Although it’s an election year, not much has been said on main stream media about how the candidates plan to approach changes to the estate tax exemption limit. Now, I am willing to admit that the estate tax exemption limit is not the most exciting topic; however, estate planning is a topic that affects everyone and needs to be discussed. I recently read an article in the Wall Street Journal which talked about how Hillary Clinton proposes to levy a sixty-five percent (65%) tax on the largest estates in the country and repeal the step-up in basis. While the sixty-five percent (65%) tax would only affect the most affluent families in the country, her proposal and its tax consequences have the potential to affect everyone.
Currently, the exemption limit is $5.45 million per person and the top estate tax rate is forty percent (40%). If Mrs. Clinton lowers the estate tax exemption limit in order to bring in more tax revenue for the government, what does that mean for small business owners and their estates? What does that mean for family members that would receive the tax benefit associated with a step-up in basis?

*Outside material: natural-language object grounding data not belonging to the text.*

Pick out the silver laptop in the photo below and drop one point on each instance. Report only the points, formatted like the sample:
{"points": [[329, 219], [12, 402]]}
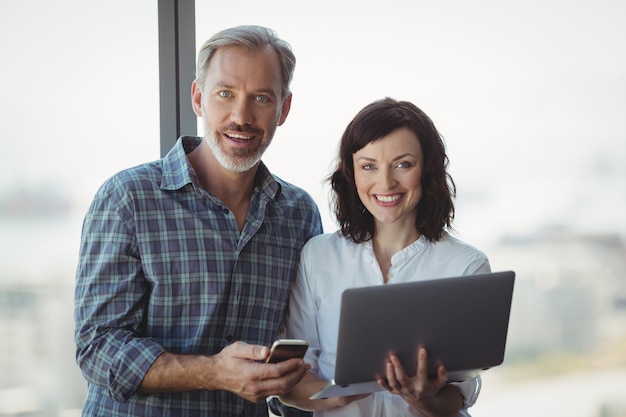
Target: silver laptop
{"points": [[462, 322]]}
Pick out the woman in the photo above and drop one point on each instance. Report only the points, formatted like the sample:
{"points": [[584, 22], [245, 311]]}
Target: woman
{"points": [[393, 201]]}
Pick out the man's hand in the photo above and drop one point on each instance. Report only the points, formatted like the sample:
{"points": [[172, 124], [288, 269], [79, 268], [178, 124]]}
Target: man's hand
{"points": [[238, 368], [240, 372]]}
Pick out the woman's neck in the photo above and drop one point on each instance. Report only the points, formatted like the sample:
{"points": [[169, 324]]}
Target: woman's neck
{"points": [[388, 240]]}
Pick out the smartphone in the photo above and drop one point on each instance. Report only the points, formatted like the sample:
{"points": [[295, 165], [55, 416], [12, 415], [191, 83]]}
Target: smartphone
{"points": [[284, 349]]}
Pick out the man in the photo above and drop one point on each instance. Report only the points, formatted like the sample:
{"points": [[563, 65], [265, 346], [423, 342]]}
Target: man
{"points": [[186, 263]]}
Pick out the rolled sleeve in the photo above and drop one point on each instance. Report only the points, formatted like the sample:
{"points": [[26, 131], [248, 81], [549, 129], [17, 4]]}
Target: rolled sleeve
{"points": [[110, 301]]}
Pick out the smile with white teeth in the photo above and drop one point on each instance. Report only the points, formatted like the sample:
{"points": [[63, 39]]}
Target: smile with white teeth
{"points": [[238, 136], [388, 198]]}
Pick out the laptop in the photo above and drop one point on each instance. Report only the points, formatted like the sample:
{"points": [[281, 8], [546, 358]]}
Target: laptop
{"points": [[462, 322]]}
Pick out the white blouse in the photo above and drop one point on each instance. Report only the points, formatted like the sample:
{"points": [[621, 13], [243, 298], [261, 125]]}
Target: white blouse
{"points": [[329, 264]]}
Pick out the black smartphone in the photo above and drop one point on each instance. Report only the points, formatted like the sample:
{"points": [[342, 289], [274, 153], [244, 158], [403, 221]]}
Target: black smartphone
{"points": [[284, 349]]}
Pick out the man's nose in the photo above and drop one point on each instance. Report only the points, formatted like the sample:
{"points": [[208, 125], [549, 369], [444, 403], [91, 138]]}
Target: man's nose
{"points": [[242, 113]]}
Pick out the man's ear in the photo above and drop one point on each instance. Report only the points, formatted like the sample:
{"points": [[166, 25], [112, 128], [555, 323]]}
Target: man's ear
{"points": [[284, 111], [196, 98]]}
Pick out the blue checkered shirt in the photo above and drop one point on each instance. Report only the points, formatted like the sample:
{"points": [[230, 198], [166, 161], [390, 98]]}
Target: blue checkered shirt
{"points": [[163, 267]]}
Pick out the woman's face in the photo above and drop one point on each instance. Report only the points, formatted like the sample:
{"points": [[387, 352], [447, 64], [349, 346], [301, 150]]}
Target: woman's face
{"points": [[388, 174]]}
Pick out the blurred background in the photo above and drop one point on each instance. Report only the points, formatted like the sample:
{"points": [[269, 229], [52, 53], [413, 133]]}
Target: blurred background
{"points": [[529, 96]]}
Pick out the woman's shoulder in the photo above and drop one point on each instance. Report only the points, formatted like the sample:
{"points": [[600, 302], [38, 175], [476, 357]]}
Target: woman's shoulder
{"points": [[453, 244]]}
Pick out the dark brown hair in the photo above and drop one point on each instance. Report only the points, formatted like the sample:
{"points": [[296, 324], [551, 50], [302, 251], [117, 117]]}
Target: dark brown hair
{"points": [[435, 211]]}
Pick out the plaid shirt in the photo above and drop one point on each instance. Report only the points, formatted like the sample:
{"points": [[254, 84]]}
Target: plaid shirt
{"points": [[163, 267]]}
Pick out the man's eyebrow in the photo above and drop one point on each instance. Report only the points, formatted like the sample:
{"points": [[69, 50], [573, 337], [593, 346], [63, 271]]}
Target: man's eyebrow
{"points": [[264, 90]]}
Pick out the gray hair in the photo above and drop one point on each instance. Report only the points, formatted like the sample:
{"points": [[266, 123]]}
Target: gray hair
{"points": [[251, 38]]}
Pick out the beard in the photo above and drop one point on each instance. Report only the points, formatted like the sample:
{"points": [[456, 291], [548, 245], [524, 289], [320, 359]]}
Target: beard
{"points": [[237, 159]]}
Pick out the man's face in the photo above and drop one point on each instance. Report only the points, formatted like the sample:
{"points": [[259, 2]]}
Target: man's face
{"points": [[241, 104]]}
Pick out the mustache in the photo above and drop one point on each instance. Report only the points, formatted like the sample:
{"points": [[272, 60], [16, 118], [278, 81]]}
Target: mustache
{"points": [[247, 128]]}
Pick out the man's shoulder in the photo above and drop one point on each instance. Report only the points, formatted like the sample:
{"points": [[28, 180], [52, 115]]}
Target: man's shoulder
{"points": [[138, 177]]}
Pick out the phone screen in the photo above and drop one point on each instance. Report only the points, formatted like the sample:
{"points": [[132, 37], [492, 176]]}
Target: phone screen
{"points": [[283, 350]]}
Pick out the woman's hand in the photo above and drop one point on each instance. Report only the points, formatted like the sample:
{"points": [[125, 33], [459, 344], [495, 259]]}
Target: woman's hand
{"points": [[428, 396]]}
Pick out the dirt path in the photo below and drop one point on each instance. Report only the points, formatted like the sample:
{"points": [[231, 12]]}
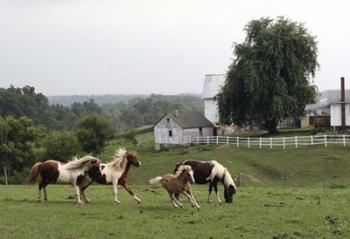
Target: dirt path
{"points": [[254, 179]]}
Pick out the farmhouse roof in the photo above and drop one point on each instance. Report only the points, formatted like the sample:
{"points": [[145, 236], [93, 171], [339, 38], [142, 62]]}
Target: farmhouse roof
{"points": [[326, 98], [190, 120], [212, 85], [333, 96]]}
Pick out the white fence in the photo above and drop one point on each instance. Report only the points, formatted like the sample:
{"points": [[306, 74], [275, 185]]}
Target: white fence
{"points": [[271, 142]]}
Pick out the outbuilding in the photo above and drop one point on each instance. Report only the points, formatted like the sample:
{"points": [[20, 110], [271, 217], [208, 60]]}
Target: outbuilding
{"points": [[182, 128]]}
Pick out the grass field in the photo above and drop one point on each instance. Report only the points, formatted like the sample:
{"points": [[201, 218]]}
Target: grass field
{"points": [[293, 193], [258, 212]]}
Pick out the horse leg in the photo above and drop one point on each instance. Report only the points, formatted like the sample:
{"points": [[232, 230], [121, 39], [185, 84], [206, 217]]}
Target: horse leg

According to the article, such a change will prohibit small business owners from passing down a family-owned business because the business owner’s beneficiaries will no longer receive a step-up in basis. Without a step-up in basis, the beneficiaries could potentially pay astronomical capital gains taxes should they ever decide the sell the business. The same will be true for anyone wishing to leave a highly appreciated asset, like a house, to a beneficiary.

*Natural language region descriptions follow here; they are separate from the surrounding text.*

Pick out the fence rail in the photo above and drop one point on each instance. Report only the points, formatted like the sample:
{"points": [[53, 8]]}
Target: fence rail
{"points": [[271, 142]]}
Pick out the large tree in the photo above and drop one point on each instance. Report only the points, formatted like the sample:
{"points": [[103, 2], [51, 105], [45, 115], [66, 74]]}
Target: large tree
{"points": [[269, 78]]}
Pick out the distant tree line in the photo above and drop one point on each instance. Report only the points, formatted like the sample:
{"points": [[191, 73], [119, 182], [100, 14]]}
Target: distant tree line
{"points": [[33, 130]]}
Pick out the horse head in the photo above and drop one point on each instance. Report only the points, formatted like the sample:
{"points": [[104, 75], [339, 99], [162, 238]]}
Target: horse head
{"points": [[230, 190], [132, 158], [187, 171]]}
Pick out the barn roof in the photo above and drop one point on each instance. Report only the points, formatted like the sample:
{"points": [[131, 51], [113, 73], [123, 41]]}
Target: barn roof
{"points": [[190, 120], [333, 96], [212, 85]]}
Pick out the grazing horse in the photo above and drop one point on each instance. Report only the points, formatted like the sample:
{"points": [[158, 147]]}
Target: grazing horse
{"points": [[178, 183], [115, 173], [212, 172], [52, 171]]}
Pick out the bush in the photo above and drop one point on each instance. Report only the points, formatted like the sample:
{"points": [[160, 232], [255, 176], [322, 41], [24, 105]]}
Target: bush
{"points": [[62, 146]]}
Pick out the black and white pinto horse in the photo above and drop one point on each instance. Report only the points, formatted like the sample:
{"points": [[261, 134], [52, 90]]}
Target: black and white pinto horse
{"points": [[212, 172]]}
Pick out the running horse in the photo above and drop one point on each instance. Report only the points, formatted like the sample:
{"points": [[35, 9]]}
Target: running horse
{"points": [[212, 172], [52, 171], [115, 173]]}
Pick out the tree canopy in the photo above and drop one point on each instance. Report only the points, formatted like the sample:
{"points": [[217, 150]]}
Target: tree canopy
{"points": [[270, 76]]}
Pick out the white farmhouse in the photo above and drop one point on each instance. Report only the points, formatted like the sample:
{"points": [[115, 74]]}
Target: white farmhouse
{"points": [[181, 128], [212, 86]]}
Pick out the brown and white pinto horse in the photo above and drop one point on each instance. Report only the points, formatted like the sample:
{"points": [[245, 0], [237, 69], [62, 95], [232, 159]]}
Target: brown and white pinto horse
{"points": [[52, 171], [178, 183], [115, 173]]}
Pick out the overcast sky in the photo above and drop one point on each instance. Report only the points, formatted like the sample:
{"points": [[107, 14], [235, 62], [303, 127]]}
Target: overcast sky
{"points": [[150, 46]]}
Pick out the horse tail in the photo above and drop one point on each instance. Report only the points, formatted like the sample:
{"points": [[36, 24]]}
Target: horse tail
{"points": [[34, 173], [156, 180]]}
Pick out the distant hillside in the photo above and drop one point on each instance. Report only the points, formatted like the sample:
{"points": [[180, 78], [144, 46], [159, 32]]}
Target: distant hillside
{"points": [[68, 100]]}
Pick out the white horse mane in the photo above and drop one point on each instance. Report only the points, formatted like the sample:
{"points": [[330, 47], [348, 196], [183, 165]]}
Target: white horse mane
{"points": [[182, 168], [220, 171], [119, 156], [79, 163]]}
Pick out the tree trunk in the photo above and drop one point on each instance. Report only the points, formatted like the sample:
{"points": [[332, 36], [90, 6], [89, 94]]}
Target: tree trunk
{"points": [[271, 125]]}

To be fair, the article goes on to state that under this proposal there would be “careful protections and flexibility for small and closely held business, farms and homes, and personal property and family heirlooms.” However, it is unclear what those protections would be or how they would work.
All of this being said, it is impossible to know what will happen on November 8th and what exactly that outcome will mean for our country. It does not matter if you are a Republican or a Democrat, a Trump supporter or a Clinton supporter, one thing is guaranteed: there will be change no matter who is elected.
The good news is that everyone has the ability to control how drastically that change will impact their estate, their business, and their family by taking a minute to think about practical estate planning goals and objectives. As I said, it’s not the most exciting topic for discussion, but planning for the future no matter the outcome this fall is something everyone can do.